A slow-motion collision between Earth's moon and a smaller companion would have destroyed the smaller celestial body and scattered its remains across the far side of our surviving satellite.Martin Jutzi/Erik Asphaug/Nature

A primordial second moon may have smacked into our existing moon billions of years ago, its remains pancaking across its larger sibling and disrupting the bigger moon's still-cooling surface. This new theory could explain why the moon's far side looks so different from the one that perennially faces us.

Both moons would have coalesced from the remnants of debris ejected when a Mars-sized object whacked the Earth early in its formation, scientists say. Most moon-formation theories have suggested our sole satellite formed from that chaotic jumble.
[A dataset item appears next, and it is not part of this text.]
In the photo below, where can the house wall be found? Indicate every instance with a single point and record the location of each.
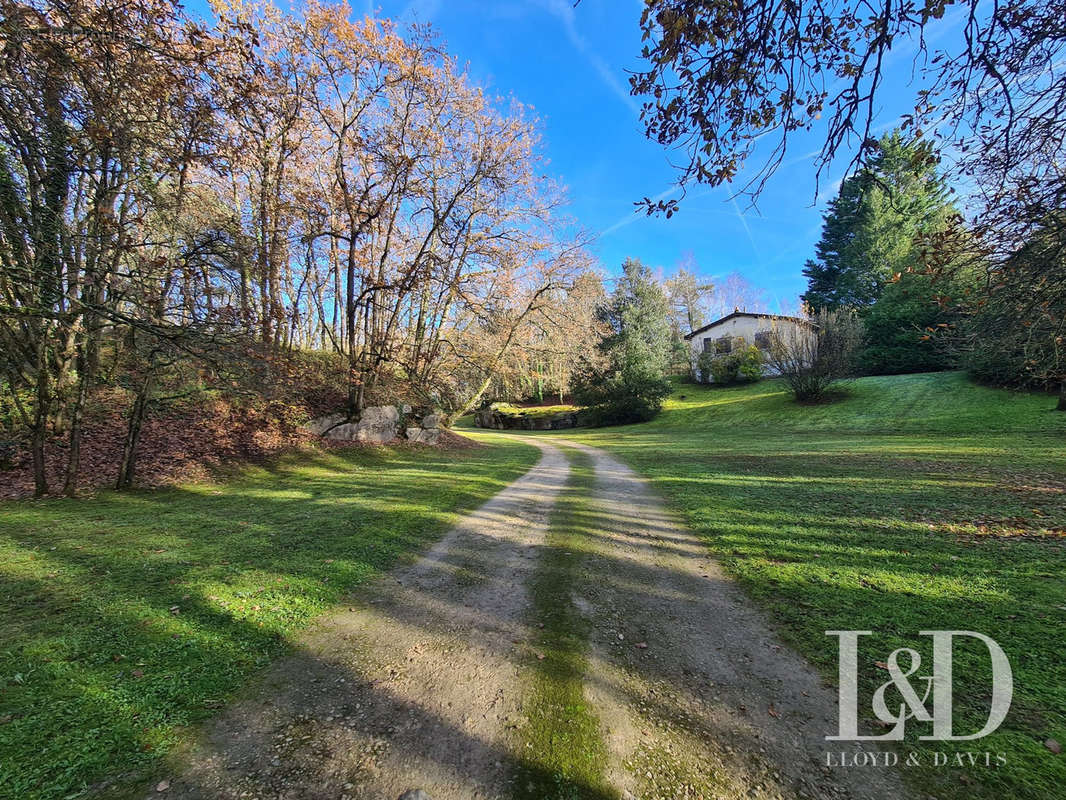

But a new paper published today in Nature says a tiny Trojan moon, about one-thirtieth the size of the one we have today, survived as well, inhabiting a Lagrange point 60 degrees in front or behind the moon.
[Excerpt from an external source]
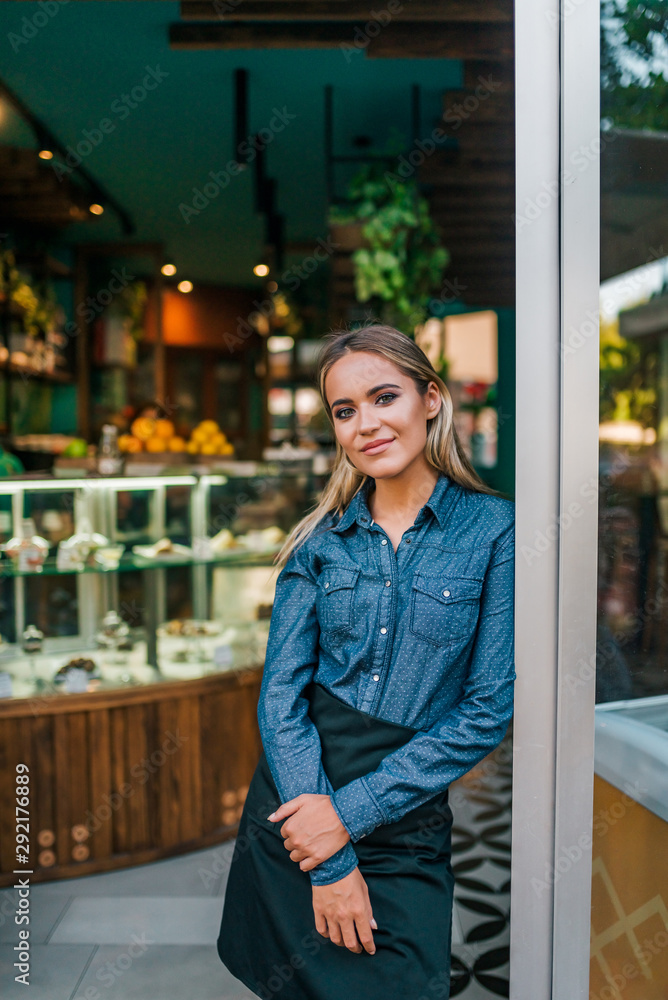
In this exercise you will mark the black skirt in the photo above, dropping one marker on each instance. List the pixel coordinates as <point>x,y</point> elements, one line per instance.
<point>267,936</point>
The two moons would have existed in peaceful harmony for tens of millions of years, long enough for both moons to almost completely solidify, say Erik Asphaug, a planetary scientist at the University of California, Santa Cruz, and Martin Jutzi, now of the University of Berne. Earth's gravity would have gradually caused both moons to migrate outward, until the Sun's gravity started to play a role, according to a writeup in Nature News. Then the Lagrange point equilibrium would have been disrupted, setting the small moon adrift.

When the moons eventually collided, the smaller moon would have been destroyed, its remnants coating half of the larger satellite. This is a valid explanation for the odd makeup of the moon, Asphaug and Jutzi say. They conducted detailed computer simulations to find out what would have happened.

The visible side is dominated by low-lying lava plains, called maria, which contain potassium, rare earth elements and phosphorus, a compendium known as KREEP. The far side, which was first illuminated by human satellites in 1959, is composed of mountainous terrain with a thicker crust. Other theories have suggested the maria are the result of Earth's gravity yanking material up from within, leaving the far side unperturbed, or the result of convective action in the moon's mantle. But Asphaug and Jutzi say when the departed small moon made impact, on what happens to be the current far side, it smooshed the KREEP toward the opposite side.

The impact would not make a typical crater, Asphaug explains to Nature — the impact zone was only a little bit bigger than the impactor itself. "The impactor just kind of splats into the cavity," he said.

It's an interesting theory in many ways, if only for the idea that the moon once had a smaller sibling, because Earth is the only bemooned body to have just one. Neither Mercury nor Venus has a natural satellite, and Mars has two, Phobos and Deimos. The other planets and non-planets have a bunch — even Pluto has four that we now know about.

Serendipitously, NASA is about to send a pair of twin satellites to map the moon, and study its interior composition. The Gravity Recovery and Interior Laboratory, which will launch next month, might be able to help answer some questions to test this new theory.